I confess to being somewhat underwhelmed by Google's effort to index "non standard" web content. I dread to think how many times I've searched Google, but in all that time I still shy away from clicking on stuff like Word documents or PDFs. If I'm explicitly looking for that content then it's great, but I'll be looking for [filetype:pdf] [google.com] by that point ;)
Jason Kincaid, a blogger at TechCrunch noted that: "Such technology has existed for quite a while, but accuracy has always been an issue -- and the fact that Google is doing it on such a massive scale makes it a very impressive accomplishment. It also opens the doors to much more thorough searching, especially for content that is often found in printed documents (like academic papers)."ComputerWorld Article [computerworld.com]
As the linked articles indicate (and your own experience can verify) accurcay in OCR is still a difficult problem. The Google results from this new adventure are most likely not going to be ideal for quite a while. If you don't want mismatched information, or coffeee stains being turned into text, then make sure you take some helpful steps.
Muttering...
[catalogs.google.com...]
I hope this works better than the OCR I've become accustomed to
They've been using this for Google Books, which are images presented in PDF format, for quite some time. Like any OCR, accuracy depends a lot on the font and the text. If the text contains standard dictionary words in a relatively clean font (not old paper with strong serif fonts) the results are decent. Otherwise, poor.
I'm curious that this is news, because PDF scans from Google books have been text-searchable for a long time and you have been able to view the text version for at least a year. It is these text versions that have formed the basis of the book SERPs and, with universal search putting book results in the general results, OCR of text image scans have been showing up in the general search results for quite a while too.
I guess this announcement means that they're expanding that usage beyond Google Books to documents discovered "in the wild"? Or is this something different?

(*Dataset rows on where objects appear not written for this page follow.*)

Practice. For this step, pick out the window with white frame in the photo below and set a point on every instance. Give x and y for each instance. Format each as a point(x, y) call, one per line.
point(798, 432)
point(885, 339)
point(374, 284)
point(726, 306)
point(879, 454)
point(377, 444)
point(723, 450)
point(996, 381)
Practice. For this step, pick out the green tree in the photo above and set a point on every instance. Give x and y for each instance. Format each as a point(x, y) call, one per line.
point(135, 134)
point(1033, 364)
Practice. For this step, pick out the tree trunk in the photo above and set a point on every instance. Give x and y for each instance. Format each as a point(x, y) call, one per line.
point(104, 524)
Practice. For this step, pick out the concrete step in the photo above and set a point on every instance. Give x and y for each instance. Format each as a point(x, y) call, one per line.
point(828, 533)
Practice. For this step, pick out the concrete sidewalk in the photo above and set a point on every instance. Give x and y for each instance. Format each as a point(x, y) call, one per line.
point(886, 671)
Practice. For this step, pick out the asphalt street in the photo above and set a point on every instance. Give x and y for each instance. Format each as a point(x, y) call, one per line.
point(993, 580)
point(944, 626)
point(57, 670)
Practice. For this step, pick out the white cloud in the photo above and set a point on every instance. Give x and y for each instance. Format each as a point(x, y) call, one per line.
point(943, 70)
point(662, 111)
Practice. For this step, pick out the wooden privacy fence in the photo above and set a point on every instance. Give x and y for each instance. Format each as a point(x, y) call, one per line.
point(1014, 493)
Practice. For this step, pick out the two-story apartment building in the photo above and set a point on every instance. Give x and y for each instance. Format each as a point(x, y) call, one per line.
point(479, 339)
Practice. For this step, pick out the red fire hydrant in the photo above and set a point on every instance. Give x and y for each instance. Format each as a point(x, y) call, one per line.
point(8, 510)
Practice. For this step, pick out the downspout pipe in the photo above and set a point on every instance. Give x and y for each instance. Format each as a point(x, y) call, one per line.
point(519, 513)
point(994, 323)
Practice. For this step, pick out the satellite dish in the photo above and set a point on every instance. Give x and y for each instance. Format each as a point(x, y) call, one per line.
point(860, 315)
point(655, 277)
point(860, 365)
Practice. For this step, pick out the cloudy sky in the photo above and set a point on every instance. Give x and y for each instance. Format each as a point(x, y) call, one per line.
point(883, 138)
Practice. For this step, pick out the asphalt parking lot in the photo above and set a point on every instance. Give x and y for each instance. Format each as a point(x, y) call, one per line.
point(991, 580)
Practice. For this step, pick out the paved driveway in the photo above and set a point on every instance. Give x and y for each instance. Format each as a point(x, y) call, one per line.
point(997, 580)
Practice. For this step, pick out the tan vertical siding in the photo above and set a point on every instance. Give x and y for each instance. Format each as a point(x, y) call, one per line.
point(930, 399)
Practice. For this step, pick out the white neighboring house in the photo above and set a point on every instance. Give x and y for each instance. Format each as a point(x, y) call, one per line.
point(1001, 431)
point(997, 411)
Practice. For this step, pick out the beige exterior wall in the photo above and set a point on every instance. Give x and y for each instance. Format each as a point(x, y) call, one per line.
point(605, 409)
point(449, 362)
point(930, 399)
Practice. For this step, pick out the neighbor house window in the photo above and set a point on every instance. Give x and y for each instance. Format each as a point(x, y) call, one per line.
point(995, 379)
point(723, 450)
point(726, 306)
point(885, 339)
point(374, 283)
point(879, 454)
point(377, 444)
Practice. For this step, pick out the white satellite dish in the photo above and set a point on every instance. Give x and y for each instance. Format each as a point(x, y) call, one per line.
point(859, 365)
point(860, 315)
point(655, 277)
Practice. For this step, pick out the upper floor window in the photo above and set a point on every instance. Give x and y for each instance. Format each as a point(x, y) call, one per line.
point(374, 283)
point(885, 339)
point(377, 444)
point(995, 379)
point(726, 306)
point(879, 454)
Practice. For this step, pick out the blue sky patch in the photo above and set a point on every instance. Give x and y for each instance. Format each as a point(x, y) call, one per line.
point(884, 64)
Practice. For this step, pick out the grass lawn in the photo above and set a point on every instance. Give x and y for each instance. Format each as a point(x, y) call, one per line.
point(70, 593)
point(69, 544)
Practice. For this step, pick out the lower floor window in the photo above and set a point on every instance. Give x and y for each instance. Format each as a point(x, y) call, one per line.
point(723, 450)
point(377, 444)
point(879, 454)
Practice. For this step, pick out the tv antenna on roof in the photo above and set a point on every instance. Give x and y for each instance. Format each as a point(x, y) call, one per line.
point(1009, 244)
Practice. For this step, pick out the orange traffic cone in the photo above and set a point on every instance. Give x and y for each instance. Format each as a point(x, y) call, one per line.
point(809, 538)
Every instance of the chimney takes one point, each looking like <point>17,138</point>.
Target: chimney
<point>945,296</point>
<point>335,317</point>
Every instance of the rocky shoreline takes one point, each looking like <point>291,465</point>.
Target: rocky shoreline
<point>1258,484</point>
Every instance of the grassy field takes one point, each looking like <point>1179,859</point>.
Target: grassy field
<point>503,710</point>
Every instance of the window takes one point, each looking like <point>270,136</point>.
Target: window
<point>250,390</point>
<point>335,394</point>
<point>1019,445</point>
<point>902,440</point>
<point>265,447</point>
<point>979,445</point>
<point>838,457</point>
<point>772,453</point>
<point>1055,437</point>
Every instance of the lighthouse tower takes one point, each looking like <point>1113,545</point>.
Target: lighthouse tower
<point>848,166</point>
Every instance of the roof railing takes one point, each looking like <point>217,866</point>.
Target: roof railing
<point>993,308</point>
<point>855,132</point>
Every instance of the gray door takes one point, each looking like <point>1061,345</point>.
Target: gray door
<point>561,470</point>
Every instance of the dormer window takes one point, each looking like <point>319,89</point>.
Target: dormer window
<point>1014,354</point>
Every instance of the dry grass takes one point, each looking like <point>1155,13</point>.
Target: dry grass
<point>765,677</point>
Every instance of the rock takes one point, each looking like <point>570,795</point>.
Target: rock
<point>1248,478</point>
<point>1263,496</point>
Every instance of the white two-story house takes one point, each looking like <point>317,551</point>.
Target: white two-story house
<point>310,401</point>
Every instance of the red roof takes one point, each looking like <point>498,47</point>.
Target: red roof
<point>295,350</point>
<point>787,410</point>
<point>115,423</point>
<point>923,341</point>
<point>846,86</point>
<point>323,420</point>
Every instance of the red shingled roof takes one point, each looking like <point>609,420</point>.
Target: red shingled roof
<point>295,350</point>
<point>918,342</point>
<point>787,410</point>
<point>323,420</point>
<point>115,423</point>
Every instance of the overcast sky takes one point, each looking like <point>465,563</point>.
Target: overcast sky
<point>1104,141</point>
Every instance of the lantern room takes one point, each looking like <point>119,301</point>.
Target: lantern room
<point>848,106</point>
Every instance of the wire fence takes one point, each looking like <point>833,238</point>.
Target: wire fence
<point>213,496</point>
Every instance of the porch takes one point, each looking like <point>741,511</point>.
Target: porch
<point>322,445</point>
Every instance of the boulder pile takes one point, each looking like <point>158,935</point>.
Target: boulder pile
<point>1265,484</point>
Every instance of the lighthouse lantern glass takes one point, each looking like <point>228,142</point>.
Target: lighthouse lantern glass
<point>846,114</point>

I offer several pdfs, put in that format for a REASON. Just checked google and see that for two of those they offer ViewHTML for those titles. Looks like farmer's friend. Worse, the "title" is totally fubarred...and was used for the PDF listing! Not liking this at all.
Nor am I tangor!
I've many files that could easily be viewed as text or html, where that my original intent. That I at least offerring a viewing option in the PDF format is beyond a necessary comprehension and/or explantion reason for Google or any other bot.
Has anybody seen their PDF's that have been password encrypted, being OCR'd by Google and listed in SERPS?